July 27, 2018. Modifications were done in the MCC R Script 1.7.2 to include new adjustments to the following non-feeding intervals (also known as bank visit intervals-BVI) errors. Note that the version 1.7.2 is included in the latest version of MCC or it can be downloaded above.

  1. BVI > 24 h error. BVI values greater than 24 h likely happen because of missing days in the database. In this case, BVI values were re-computed to only include the initial hours of the day. So, MCC assumes that the BVI event started at midnight of the day that had a BVI value greater than 24 h (or 86,400 seconds). The occurrence frequency of this error (known as "NoDays") is recorded and shown in a new bar plot by days on feed and scales (i.e., feed bunks)

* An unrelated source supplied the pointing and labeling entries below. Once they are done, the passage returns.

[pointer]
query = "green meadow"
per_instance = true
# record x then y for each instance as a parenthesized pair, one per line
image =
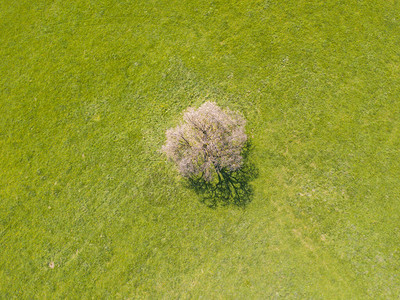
(89, 207)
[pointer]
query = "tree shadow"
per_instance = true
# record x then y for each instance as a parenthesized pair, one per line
(231, 188)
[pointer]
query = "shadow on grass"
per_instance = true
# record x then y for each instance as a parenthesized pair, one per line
(231, 188)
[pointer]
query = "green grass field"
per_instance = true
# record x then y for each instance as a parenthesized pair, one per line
(87, 90)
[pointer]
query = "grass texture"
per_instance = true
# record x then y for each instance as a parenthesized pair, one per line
(90, 209)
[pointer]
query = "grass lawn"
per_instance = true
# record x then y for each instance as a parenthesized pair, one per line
(90, 209)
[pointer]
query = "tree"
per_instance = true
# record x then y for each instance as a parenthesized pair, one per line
(208, 144)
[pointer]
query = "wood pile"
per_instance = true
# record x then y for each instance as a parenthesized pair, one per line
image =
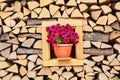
(21, 41)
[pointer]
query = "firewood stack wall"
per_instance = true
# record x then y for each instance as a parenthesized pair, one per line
(20, 39)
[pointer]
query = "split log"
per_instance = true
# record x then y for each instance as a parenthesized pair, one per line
(114, 35)
(107, 29)
(98, 58)
(22, 71)
(83, 7)
(106, 9)
(102, 20)
(28, 51)
(98, 37)
(94, 51)
(117, 47)
(111, 19)
(4, 64)
(45, 3)
(45, 71)
(118, 15)
(115, 25)
(31, 74)
(32, 58)
(67, 75)
(44, 13)
(96, 44)
(86, 44)
(7, 77)
(16, 77)
(32, 4)
(13, 68)
(22, 62)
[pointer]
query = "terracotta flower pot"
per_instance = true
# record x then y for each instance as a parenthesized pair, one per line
(62, 50)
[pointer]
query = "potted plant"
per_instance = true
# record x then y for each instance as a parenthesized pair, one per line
(62, 38)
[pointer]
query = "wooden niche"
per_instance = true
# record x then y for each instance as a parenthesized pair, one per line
(48, 59)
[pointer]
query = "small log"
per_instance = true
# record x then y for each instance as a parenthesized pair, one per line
(23, 71)
(98, 28)
(69, 10)
(71, 3)
(6, 28)
(114, 35)
(98, 58)
(3, 73)
(4, 64)
(89, 2)
(28, 51)
(45, 71)
(44, 13)
(60, 2)
(45, 3)
(54, 76)
(16, 77)
(17, 6)
(92, 24)
(65, 15)
(4, 45)
(5, 14)
(67, 75)
(115, 25)
(102, 20)
(5, 53)
(107, 29)
(117, 47)
(115, 62)
(98, 37)
(96, 44)
(117, 6)
(32, 58)
(20, 57)
(86, 44)
(76, 13)
(89, 62)
(7, 77)
(53, 9)
(30, 65)
(83, 7)
(102, 76)
(38, 10)
(106, 9)
(105, 46)
(13, 41)
(22, 62)
(87, 28)
(34, 14)
(12, 56)
(97, 69)
(118, 15)
(13, 68)
(28, 43)
(32, 4)
(111, 19)
(20, 24)
(94, 51)
(32, 30)
(105, 68)
(25, 78)
(111, 57)
(95, 7)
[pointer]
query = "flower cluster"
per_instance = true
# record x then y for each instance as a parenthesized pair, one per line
(60, 34)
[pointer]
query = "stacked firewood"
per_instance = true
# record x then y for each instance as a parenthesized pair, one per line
(21, 41)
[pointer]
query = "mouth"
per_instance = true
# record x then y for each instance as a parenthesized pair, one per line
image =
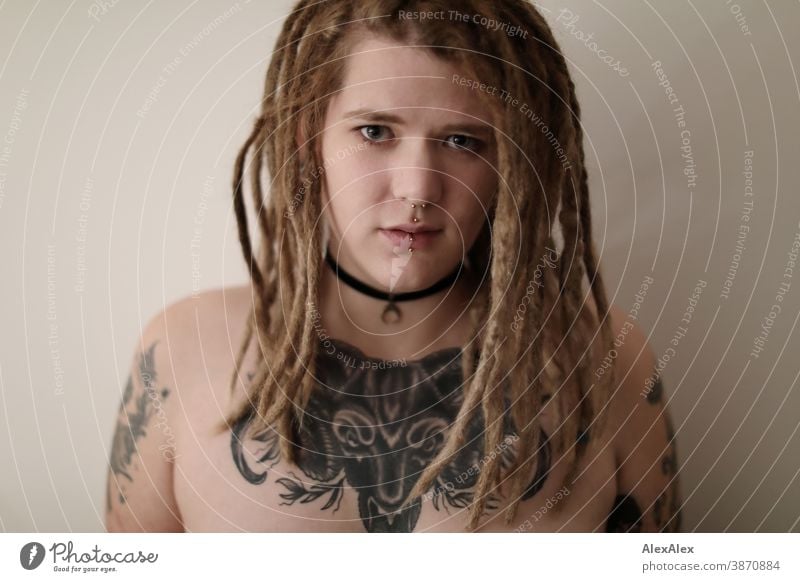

  2. Ghost event errors. A ghost event happens when the current feeding event starts before the end of the previous feeding event. Two ghost event scenarios can occur next:
    • Ghost event case 1 (complete overlap). This error occurs when the end of the current feeding event is GREATER than the end of the previous feeding event. The occurrence frequency of this error (known as "Ghost case 1") is recorded and shown in a new bar plot by days on feed and scales (i.e., feed bunks)
    • Ghost event case 2 (partial overlap). This error occurs when the end of the current feeding event is LESSER than the end of the previous feeding event. The occurrence frequency of this error (known as "Ghost case 2") is recorded and shown in a new bar plot by days on feed and scales (i.e., feed bunks).